Nous voici dans le bus qui traverse chaque nuit la jungle du de l'Etat brésilien de Roraima pour relier Manaus au Vénézuela par le seul axe routier praticable toute l´année. A mesure que nous fendons l´épais manteau végétal, nous laissons toujours plus loin derrière nous ce pays fascinant que six semaines nous aurons à peine permis d´entrevoir. Dans notre mémoire se rejouent des scènes épiques, des rencontres savoureuses, des tranches de vie heureuse. Adieu donc, pays-continent au fleuve-océan, pays multi-champion au désespoir festif, pays violent de l`amour ardent, pays de plumes et de griffes, de rires et de soupirs. Adieu, ou plutôt au revoir, car il est écrit quelque part que nos chemins n´ont pas fini de se croiser.

A l´heure des bilans, fussent-ils intermédiaires, force est de constater que l´angoisse de l´inachevé nous étreint. La seule pensée de devoir rentrer dans trois mois provoque sueurs froides, tremblements et démangeaisons sur tout le corps.
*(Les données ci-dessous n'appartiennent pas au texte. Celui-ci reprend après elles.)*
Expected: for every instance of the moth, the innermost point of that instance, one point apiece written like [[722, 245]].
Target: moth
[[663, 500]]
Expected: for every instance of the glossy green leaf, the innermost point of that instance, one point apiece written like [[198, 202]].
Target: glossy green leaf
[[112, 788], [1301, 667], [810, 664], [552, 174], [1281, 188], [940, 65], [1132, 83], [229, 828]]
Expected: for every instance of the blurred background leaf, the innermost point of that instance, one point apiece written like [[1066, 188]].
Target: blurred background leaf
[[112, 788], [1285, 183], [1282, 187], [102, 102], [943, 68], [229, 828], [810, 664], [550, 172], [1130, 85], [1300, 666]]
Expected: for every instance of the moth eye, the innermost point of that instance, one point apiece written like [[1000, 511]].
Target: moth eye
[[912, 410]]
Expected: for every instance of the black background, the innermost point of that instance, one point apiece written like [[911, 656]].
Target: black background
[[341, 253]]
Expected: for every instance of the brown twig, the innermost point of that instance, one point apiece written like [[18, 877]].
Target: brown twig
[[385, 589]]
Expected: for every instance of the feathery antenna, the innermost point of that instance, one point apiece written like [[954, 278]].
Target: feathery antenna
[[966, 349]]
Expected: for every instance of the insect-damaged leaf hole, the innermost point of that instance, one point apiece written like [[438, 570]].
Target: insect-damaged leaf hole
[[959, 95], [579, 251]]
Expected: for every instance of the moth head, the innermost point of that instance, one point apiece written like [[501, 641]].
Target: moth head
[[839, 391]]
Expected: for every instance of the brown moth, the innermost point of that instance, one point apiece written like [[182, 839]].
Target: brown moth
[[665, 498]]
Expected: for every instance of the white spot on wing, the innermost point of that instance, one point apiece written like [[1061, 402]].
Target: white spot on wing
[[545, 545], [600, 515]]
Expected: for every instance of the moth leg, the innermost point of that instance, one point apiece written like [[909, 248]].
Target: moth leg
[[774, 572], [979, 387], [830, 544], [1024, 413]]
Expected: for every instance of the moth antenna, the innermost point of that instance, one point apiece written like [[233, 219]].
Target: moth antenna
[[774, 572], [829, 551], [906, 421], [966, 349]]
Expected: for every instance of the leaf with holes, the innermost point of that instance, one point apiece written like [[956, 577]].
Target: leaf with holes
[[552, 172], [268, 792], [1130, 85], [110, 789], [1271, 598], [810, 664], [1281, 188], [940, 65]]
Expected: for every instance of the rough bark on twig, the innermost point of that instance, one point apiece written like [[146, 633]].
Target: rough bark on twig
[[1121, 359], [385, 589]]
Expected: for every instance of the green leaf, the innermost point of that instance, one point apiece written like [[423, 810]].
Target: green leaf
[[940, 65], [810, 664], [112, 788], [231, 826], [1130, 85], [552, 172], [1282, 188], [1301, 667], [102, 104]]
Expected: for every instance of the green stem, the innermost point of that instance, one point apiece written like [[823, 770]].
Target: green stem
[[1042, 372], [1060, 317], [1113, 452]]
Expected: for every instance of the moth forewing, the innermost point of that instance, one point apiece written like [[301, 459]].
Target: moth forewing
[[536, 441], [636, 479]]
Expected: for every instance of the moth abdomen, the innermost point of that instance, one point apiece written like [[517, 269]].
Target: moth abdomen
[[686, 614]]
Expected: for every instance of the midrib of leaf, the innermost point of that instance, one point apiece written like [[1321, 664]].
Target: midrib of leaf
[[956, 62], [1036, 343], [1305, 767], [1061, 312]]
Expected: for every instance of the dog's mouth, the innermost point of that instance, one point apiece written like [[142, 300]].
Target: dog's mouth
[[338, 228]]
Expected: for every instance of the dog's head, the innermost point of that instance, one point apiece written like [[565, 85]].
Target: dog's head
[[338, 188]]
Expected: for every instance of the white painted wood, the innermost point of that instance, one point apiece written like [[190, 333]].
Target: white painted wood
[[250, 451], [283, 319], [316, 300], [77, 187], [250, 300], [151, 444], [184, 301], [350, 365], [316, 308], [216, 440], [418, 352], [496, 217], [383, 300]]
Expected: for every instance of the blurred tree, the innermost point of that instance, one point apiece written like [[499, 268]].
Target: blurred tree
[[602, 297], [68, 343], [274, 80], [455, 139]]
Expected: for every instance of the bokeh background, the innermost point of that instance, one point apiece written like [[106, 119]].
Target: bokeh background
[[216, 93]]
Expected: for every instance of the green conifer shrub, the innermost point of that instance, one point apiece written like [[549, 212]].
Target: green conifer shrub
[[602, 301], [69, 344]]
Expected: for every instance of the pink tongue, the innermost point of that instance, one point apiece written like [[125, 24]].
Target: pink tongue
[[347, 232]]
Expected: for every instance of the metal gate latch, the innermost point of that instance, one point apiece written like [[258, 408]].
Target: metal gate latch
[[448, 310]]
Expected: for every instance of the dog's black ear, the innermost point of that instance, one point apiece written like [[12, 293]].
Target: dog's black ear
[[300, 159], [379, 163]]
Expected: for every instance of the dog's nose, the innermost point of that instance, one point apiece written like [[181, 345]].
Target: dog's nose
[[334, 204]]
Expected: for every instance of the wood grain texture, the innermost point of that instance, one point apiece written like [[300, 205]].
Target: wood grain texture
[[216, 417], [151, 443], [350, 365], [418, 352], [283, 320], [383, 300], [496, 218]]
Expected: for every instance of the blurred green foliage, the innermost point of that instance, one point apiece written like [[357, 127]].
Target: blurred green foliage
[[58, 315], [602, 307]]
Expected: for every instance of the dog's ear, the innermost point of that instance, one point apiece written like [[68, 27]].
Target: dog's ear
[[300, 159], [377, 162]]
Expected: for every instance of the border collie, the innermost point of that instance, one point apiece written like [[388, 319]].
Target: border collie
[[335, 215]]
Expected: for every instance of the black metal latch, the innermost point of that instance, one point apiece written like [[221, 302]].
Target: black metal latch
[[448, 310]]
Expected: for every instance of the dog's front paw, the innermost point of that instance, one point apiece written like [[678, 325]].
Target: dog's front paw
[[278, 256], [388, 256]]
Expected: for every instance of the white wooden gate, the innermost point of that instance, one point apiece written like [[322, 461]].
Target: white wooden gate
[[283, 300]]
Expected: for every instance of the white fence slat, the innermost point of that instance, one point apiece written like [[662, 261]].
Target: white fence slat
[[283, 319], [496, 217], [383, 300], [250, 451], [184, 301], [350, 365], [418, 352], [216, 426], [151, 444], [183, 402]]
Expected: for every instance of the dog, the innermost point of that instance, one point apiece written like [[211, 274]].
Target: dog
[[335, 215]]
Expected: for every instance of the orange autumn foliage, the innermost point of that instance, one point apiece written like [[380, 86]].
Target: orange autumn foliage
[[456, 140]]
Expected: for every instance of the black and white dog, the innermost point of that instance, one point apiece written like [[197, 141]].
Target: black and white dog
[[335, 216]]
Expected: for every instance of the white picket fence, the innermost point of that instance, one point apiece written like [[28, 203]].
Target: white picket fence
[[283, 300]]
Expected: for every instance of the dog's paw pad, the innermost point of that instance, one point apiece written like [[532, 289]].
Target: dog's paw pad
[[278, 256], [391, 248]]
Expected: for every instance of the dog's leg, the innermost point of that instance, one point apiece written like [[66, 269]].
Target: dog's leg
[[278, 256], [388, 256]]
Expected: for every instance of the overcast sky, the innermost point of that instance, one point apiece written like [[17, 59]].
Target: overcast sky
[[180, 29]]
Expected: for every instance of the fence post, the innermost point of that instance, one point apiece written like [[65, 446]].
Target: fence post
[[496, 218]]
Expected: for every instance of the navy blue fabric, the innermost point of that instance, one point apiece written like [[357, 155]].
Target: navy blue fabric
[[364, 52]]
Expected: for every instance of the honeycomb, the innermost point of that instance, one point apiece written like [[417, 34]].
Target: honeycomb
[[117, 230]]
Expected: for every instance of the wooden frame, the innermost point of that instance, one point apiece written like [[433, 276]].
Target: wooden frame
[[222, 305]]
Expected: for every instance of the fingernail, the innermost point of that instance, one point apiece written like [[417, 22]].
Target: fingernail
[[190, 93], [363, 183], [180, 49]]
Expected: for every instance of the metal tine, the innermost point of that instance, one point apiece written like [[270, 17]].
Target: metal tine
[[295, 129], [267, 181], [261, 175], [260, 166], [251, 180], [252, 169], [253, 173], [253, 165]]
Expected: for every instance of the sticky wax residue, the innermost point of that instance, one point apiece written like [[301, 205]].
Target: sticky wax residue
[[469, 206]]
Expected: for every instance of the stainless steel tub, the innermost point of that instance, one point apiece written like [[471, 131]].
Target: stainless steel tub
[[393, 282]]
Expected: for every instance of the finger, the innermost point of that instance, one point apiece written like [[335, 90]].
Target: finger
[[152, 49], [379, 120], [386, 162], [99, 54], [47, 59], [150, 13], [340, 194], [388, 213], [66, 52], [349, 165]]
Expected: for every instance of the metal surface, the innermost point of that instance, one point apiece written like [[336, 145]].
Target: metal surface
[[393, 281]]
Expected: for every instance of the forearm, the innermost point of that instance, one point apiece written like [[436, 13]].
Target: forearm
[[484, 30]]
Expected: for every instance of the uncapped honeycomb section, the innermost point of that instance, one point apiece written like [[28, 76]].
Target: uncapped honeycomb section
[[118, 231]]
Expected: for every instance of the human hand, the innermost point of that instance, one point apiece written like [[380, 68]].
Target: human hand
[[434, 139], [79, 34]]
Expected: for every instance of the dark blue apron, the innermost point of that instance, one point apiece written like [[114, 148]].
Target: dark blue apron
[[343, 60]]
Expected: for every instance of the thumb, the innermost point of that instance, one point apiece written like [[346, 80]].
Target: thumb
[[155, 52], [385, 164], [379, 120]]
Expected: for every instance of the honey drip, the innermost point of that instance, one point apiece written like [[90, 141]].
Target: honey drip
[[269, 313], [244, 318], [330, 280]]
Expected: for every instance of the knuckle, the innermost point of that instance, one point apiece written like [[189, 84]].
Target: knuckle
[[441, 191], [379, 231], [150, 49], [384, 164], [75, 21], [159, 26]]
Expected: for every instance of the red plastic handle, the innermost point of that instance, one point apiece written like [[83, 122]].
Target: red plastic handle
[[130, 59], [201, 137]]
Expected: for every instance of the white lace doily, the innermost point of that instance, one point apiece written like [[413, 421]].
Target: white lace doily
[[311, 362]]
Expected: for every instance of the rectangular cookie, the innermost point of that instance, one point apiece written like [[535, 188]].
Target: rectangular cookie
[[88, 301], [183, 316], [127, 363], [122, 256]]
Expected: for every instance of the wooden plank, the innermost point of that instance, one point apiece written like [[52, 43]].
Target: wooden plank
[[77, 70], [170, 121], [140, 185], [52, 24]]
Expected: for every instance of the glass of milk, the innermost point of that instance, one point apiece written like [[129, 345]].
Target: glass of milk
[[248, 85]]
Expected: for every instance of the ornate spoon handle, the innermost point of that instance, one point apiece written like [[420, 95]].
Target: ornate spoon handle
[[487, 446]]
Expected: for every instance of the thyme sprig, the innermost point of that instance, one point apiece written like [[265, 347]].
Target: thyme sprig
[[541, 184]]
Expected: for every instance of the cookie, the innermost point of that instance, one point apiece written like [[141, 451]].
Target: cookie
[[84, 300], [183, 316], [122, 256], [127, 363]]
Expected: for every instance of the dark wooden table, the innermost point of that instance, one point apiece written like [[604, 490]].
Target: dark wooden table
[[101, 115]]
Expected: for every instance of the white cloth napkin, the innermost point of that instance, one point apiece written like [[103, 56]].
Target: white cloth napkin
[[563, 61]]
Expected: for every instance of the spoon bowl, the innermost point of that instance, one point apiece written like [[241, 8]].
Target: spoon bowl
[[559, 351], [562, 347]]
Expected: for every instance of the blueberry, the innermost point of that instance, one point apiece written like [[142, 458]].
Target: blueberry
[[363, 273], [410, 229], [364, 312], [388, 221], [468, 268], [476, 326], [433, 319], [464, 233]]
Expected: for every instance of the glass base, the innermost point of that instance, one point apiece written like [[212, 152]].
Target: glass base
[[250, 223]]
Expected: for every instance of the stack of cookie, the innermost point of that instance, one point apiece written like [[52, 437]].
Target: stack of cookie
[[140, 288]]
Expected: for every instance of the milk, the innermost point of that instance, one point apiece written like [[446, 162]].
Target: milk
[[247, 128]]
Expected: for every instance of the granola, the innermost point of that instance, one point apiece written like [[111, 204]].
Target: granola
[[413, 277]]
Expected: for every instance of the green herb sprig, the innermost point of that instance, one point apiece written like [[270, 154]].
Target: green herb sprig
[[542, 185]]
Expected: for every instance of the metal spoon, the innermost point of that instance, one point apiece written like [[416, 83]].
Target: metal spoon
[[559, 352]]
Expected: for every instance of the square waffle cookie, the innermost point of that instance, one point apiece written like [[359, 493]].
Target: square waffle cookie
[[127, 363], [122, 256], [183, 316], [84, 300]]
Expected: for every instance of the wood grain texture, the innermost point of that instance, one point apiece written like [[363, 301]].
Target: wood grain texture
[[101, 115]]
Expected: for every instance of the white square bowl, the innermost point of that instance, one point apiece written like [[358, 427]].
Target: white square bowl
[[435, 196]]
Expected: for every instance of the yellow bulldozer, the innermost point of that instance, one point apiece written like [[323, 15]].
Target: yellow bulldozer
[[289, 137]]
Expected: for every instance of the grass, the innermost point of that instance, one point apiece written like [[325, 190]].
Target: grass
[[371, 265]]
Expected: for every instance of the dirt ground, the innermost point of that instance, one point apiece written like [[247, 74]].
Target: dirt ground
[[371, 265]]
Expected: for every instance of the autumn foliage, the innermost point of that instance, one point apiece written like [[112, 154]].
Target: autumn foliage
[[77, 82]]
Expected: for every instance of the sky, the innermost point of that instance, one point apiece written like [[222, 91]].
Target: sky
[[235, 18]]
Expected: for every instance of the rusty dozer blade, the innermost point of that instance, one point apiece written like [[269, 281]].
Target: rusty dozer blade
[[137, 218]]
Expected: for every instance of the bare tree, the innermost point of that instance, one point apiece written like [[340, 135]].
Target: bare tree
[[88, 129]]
Si au plus profond d´une des rares galères il peut nous arriver de soupirer, jamais la nostalgie de Paris ne nous assaille. Pourtant, il existe bien des choses qu´on ne trouve nulle part ailleurs que chez soi: le regard amoureux de la parentèle, l´étreinte puissante de l´ami, l´odeur apaisante de la maison, et puis c´est tout. C´est tout. Le reste n´est que du vent. Livres, disques, vêtements, bijoux, chaine hi-fi, tableaux, téléphone portable, tout s´engouffre dans l´indifférence, puis l`oubli. Faut-il cependant confesser la petite larme versée à l´évocation du verre de Chinon, de la salade de chèvre chaud et de l'assiette de charcuterie? Confessons-la donc, quoique compte davantage que cette émotion la présence du copain avec lequel on les partage dans la pénombre d´une gargotte de Ménilmontant.

Voilà, nous avons décidé de prolonger notre voyage jusqu´en avril 2003 sans trop savoir encore ce que nous allons faire de ces arrêts de jeu. Nous trouverons bien!